In a recent breakthrough, however, a study by scientists from the National Institutes for Quantum Science and Technology in Japan proved the critical role played by a certain gene – the p62 gene — in selective autophagy of tau oligomers. The team included researcher Maiko Ono and group leader Naruhiko Sahara, both from the Department of Functional Brain Imaging at the National Institutes for Quantum Science and Technology in Japan. Their article, published in aging cellwent live on June 5, 2022.
Previous studies have reported that abnormal tau accumulation can be selectively suppressed through autophagy pathways, via the p62 receptor protein (which is an autophagy-selective receptor protein). According to Maiko Ono, “The ubiquitin-binding ability of this protein helps identify toxic protein aggregates (like tau oligomers), which can then be degraded by cellular processes and organelles. »
The novelty of this study, however, lies in the demonstration of the “neuroprotective” role of p62 in a living model, which had never been done before. So how did the researchers achieve this? They used mouse models of dementia. The p62 gene had been deleted (or knocked out) in one group of these mice, so they did not express the p62 receptor proteins.
By studying the brains of these mice using immunostaining and comparative biochemical analyses, an interesting picture was revealed. Aggregates of neurotoxic tau proteins have been found in the hippocampus – the area of the brain associated with memory – and the brainstem – the center that coordinates breathing, heart rate, blood pressure and other voluntary body processes – of p62 knockout (KO) mice. When we consider this along with the symptoms of dementia, which include memory loss, confusion, and mood changes, these findings make a lot of sense.
MRI scans revealed that the hippocampus of p62 KO mice was degenerated (atrophied) and inflamed. A post-mortem evaluation of their brains revealed greater loss of neurons in their hippocampus. Further immunofluorescence studies have shown that abnormal aggregates of tau species can cause cytotoxicity leading to inflammation and cell death of neurons in p62 KO mice. Oligomeric tau, in particular, accumulated more in the brains of p62 KO mice.

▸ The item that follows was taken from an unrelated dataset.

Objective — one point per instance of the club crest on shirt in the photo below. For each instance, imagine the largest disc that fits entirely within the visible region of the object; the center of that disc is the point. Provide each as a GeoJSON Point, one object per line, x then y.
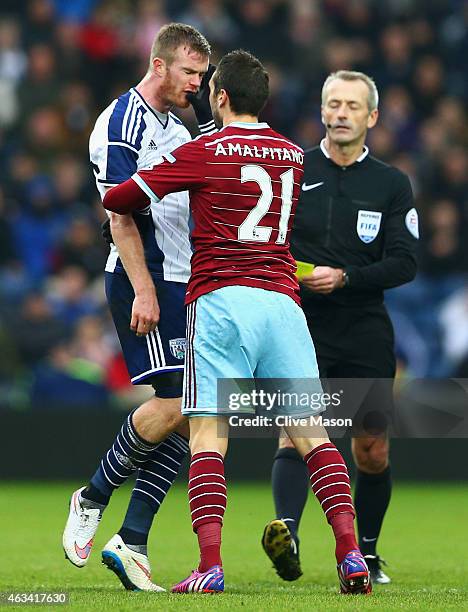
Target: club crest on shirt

Taken together, the results of this study provide evidence that by eliminating and, therefore, preventing the aggregation of oligomeric tau species in the brain, p62 played a neuroprotective role in models of dementia.
At a time when researchers around the world are trying to develop drugs for dementia and other related neurodegenerative disorders, the results of this study will be of great importance in providing evidence for the precise targeting of tau oligomers. The global population of aging humans is growing every year; therefore, the need to develop methods to slow the onset and progression of various neurodegenerative diseases is also growing. This study is a positive step towards meeting that need.